Gouvernement & secteur public

Systèmes d'IA pour les gouvernements fédéral, étatiques et locaux résistant à l'examen de l'APA, à la production FOIA et aux contestations constitutionnelles de la Due Process.

Lorsqu'une agence fédérale déploie l'IA pour l'attribution de prestations, elle exerce une autorité souveraine — et chaque résultat relève de l'exigence de décision motivée de l'Administrative Procedure Act, de la Due Process Clause et de la loi régissant ce programme. Le critère arbitrary-and-capricious de l'APA exige d'une agence qu'elle explique non seulement ce qu' elle a décidé, mais pourquoi, de sorte qu'un système d'IA dont les conclusions ne peuvent être examinées de manière approfondie échoue au test juridique fondamental de l'action publique.

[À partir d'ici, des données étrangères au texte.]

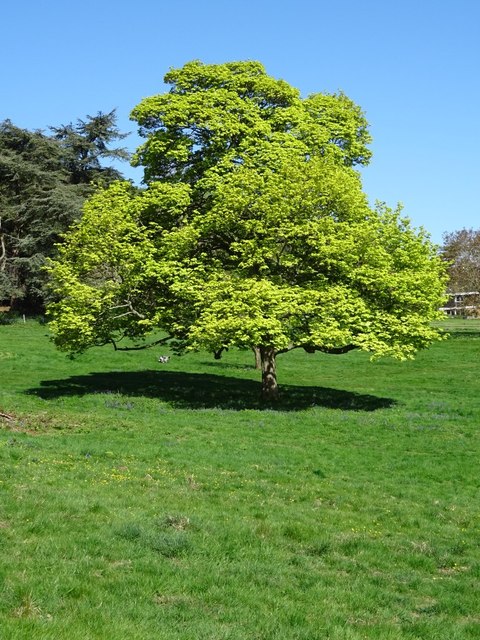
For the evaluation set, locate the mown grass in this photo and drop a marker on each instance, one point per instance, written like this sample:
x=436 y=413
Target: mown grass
x=140 y=500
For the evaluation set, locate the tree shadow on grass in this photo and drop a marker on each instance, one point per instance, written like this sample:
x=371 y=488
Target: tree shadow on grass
x=206 y=391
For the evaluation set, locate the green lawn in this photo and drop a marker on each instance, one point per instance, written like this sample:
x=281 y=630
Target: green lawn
x=144 y=501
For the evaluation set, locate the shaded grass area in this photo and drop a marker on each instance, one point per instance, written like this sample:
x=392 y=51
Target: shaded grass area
x=165 y=503
x=202 y=390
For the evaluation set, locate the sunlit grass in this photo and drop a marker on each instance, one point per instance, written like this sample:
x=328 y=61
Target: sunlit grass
x=141 y=500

L'IA publique fonctionne sous des contraintes inconnues des déploiements commerciaux

Comme l'indiquent les chercheurs du Yale Journal on Regulation : les agences peuvent montrer ce que l'outil a produit, mais pas pourquoi ces résultats reflètent le jugement motivé qu'exige l'APA. C'est dans cet écart que réside le risque juridique.

Les chiffres d'adoption montrent à quelle vitesse l'IA publique progresse et à quel point la gouvernance peine à suivre. Le GAO a rapporté en juillet 2025 que les cas d'usage fédéraux de l'IA ont presque doublé, passant de 571 en 2023 à 1 110 en 2024, les cas d'IA générative étant multipliés par neuf, de 32 à 282. Sur la même période, les effectifs fédéraux ont diminué de 12 % entre septembre 2024 et janvier 2026, passant de 2 313 216 à 2 035 344 employés civils.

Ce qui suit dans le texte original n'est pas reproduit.